WHEREAS pursuant to an Amended and Restated Credit Agreement as of
December 22, 2000 among the parties hereto (the "Amended and Restated Credit
Agreement"), the Lenders made certain credit facilities available to the
Borrower;
AND WHEREAS the Borrower has requested the Lenders to make certain
amendments to the Third Amended and Restated Credit Agreement to provide for a
deferral of a scheduled principal payment of U.S.$11,000,000 from July 31, 2001
to October 31, 2001;
AND WHEREAS the Borrower has agreed with the Lenders to (i) not make
any further Acquisitions or Investments without the approval of the Majority
Lenders; (ii) to maintain, and cause each of its Subsidiaries to maintain, bank
accounts with one or more of the Lenders only and to deposit and cause such
Subsidiaries to deposit to such accounts all monies from time to time received
by the Borrower and its Subsidiaries; and (iii) to co-operate with the Lenders
in their review of the business and operations of the Borrower and its
respective Subsidiaries;
AND WHEREAS the parties hereto have agreed to amend the Third Amended
and Restated Credit Agreement to reflect the foregoing;
NOW THEREFORE this Agreement witnesseth that for good and valuable
consideration the receipt and sufficiency of which is hereby acknowledged, the
parties hereto agree as follows:
1. Definitions. Unless otherwise defined herein, terms defined in the Amended
and Restated Credit Agreement are used in this Limited Partnership Amending
Agreement (2001-1) and the recitals hereto as therein defined.

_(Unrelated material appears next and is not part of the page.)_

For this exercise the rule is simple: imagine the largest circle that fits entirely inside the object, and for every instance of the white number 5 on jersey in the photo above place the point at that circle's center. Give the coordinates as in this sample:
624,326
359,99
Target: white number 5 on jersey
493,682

2. Amendment to Schedules. Schedule 5.01(f) to the Amended and Restated
Credit Agreement shall be deleted and the Schedule 5.01(f) annexed hereto
substituted therefor.
3. Amendments to Article 1. Section 1.01 is amended as follows:
(a) The definition of "Libor Interest Period" shall be amended by deleting
the phrase and punctuation "2, 3 or 6 months" appearing in the seventh
line thereof and substituting the word "month" therefor.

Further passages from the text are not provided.